Like adult stem cells, CSCs display ‘stemness’, a remarkable ability to self-renew, differentiate and to balance between quiescence, proliferation, and regeneration [26]. CSCs exhibit a substantially high capacity of self-renewal, a high degree of plasticity, continuous proliferation, ability to differentiate conforming to intra-tumor heterogeneity and a pronounced resistance to stressful factors and drugs [3, 26,27,28,29,30]. Because of their ability to initiate tumor formation, disseminate to other locations and to re-populate and grow into a new tumor mass, CSCs are interchangeably termed as tumor-initiating cells (TICs) or tumor-repopulating cells (TRCs) [31]. CSCs share many common pathways with adult stem cells like JAK/STAT, Hedgehog, Wnt, Notch, PTEN/AKT/P13K, NF-κB, MAPK/ERK, and TGFβ [26, 32]. Some of these pathways like Wnt and TGFβ cross-talk with mechanosensitive transcription factor YAP/TAZ [33, 34]. Growing evidence shows that mechanical properties of extracellular matrix (ECM) regulate the self-renewal and differentiation of adult stem cells and hence are important in tissue engineering [35, 36]. So, it is quite natural to be inquisitive about ‘if and how’ the tumor microenvironment modulates ECM composition and corresponding mechanical properties conferring to a hospitable niche for CSCs.

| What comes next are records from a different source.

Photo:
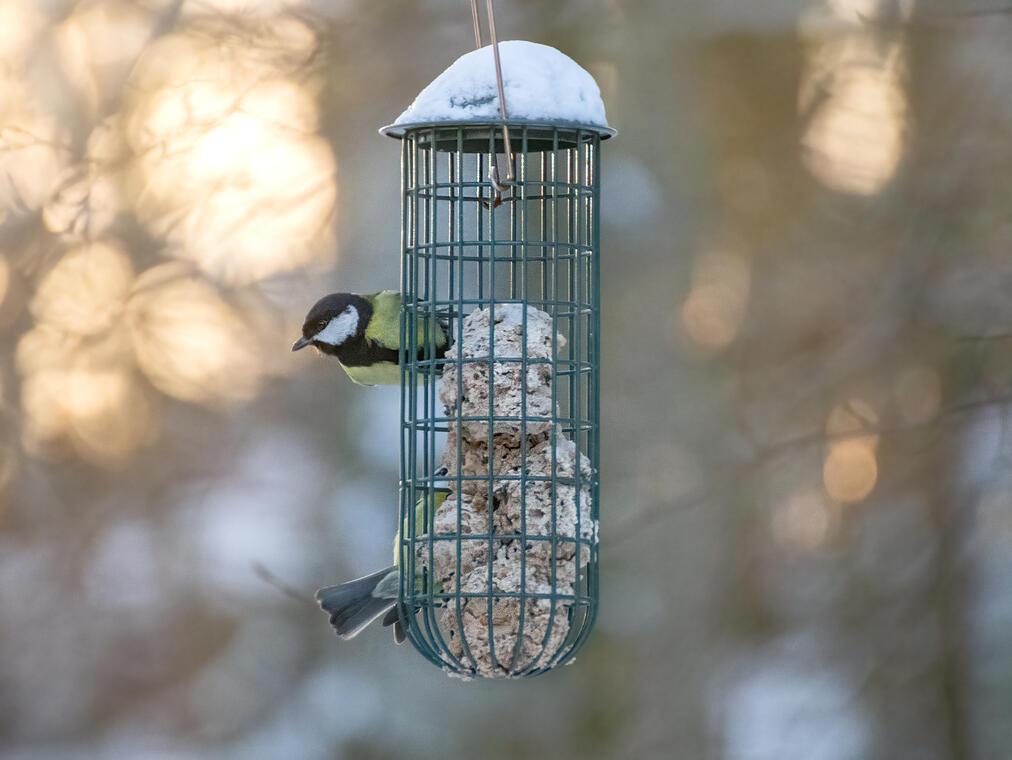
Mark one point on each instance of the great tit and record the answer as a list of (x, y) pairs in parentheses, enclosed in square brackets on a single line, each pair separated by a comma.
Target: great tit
[(363, 332), (355, 604)]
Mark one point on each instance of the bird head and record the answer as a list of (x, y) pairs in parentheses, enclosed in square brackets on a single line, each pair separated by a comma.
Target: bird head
[(333, 320)]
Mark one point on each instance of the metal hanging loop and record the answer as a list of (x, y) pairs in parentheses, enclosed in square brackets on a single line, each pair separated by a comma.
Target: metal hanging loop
[(497, 182)]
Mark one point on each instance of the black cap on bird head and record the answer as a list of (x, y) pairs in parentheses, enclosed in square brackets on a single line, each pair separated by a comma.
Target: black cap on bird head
[(333, 320)]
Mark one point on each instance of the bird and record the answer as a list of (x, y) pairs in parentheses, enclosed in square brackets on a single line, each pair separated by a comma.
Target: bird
[(353, 605), (363, 333)]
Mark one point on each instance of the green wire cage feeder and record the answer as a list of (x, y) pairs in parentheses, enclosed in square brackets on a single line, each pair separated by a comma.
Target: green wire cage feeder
[(500, 442)]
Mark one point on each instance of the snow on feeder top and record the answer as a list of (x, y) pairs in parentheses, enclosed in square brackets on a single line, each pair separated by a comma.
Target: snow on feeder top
[(541, 86), (501, 580)]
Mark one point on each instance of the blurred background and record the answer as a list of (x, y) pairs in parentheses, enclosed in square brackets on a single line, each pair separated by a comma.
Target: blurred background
[(807, 475)]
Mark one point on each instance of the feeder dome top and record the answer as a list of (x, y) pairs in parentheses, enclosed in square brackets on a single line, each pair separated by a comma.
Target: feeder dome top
[(541, 84)]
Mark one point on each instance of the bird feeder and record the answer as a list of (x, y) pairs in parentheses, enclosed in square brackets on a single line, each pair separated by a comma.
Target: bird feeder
[(501, 244)]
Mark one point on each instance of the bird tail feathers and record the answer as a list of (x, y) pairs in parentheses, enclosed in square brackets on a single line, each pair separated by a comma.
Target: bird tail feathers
[(353, 605)]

Tumor Microenvironment: A Mechanical Panorama
In 1889, Stephen Paget proposed that a favorable interaction between the metastatic cells (seed) and the tumor microenvironment (soil) lies in the root of an organ-preference pattern of breast cancer metastasis [37]. Before examining the applicability of this ‘seed-and-soil’ hypothesis with reference to CSCs and their niche, in this section, we will peep into the biomechanical aspects of the tumor microenvironment, the ‘home’-ground of CSCs.
It has long been practiced by medical doctors to diagnose a tumor on the basis of the differences in tissue rigidity sensed by palpation [38]. When the microenvironment is in a healthy state, it can help protect tumorigenesis while an unhealthy microenvironment becomes an accomplice [39]. Multiple studies, in recent days, have also confirmed that tumor tissue stiffness is much higher than that of its normal counterpart and is strongly correlated with disease progression and clinical outcome [40, 41]. This observation falls in with the fact that the TME experiences an increased deposition and dynamic remodeling of ECM proteins, the universal packing material of living tissues [42]. So, it is intriguing to look into the physicomechanical details of TME in conjunction with the key cellular components that actively sculpt the tumor-associated ECM.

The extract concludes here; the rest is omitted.